If you’re asking the right kinds of questions, let me skip you five years ahead on your learning curve in the next five minutes.

Competitors are human. They want easy profits.

Because our animal instincts lead us to conserve energy, embracing difficulty and complexity is your number one business advantage, as you’ll soon see.

For example, business success Donald Trump is not necessarily an especially virtuous or talented human being. He’s simply willing to tackle harder problems than his competitors, leaving him in a category of one, because nobody will bother competing with him.
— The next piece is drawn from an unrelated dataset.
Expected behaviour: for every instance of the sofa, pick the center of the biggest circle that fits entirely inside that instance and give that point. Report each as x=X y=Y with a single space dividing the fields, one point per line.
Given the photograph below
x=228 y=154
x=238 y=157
Anybody could compete with Trump, but it would be “too much work.”

Here’s an example of an unfairbreakthrough advantage:

The Gutenberg press was roughly a thousand times faster than copying by hand.

According to Francis Bacon and many others, the Gutenberg press changed the world, just as the mimeograph helped win two world wars.
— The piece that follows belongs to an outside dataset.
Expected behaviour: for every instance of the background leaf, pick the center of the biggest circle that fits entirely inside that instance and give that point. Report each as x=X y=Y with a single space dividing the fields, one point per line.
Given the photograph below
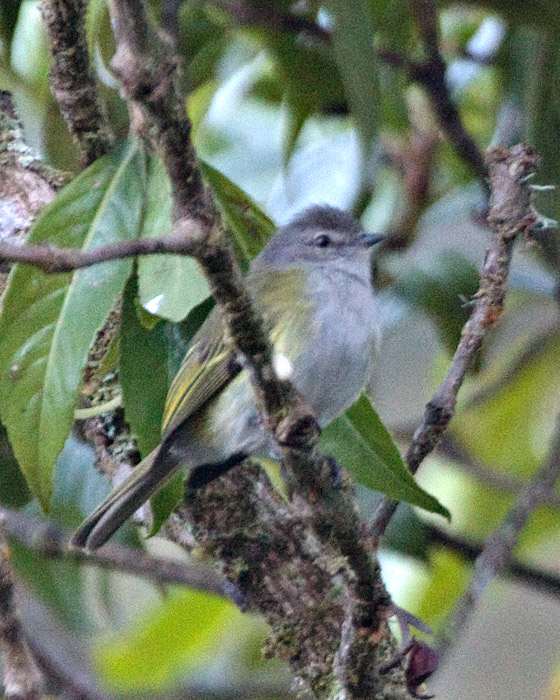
x=175 y=636
x=362 y=445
If the movable-type printing press is a thousand times faster and cheaper, you’re not going to compete with it on price. But you know what?
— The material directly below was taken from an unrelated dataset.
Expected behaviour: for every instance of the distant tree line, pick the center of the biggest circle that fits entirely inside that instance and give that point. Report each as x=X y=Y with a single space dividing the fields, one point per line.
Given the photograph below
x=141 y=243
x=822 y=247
Hundreds of years later, people still write by hand, and hire people who write by hand. Why?

Because you don’t need a thousand identical copies of everything. Sometimes, you just need one. And here’s where all your competition disappears:

Custom suits sell for a small fortune. Hair salons and plastic surgeons do custom work. Custom choppers. Limited-edition cars. Commodity pricing does not apply.

A modern example of the same kind of advantage:

Today’s growth hacking technology (which is harder and more expensive to test and implement) gives companies about a ten thousand fold advantage over their competitors.

Growth hacking has already profoundly changed the world, for example, leading to the social media-powered collapse of tyranny in the Arab Spring, the wide distribution of free email platforms like Hotmail, and the rapid rise of social media itself.

And yet people still hire high-tech and low-tech marketing consultants who know NOTHING about this technological growth advantage, paying them $10,000 – $50,000 for a day of business growth consulting. This proves:

You don’t need to be the best OR the cheapest to succeed.

The fastest-growing companies and the soon-to-be richest man in the world (Mark Zuckerberg, presently worth nearly $30 billion dollars) used what he calls “tools” (growth hacking) to grow to 1.3 billion Facebook users.

Reality doesn’t give a damn what you think it is. Quantum mechanics and relativity are fine examples of reality failing to conform to human intuition.

Why should business conform to our intuition? I don’t care how well-bred your family tree… Human intuition hasn’t had time to evolve or adapt to a radically different, high-tech business environment.

Want to go jogging or throw a stick? Go with your gut. As soon as it’s time to do anything as technologically advanced as lighting a fire without a match, your intuition instantly fails.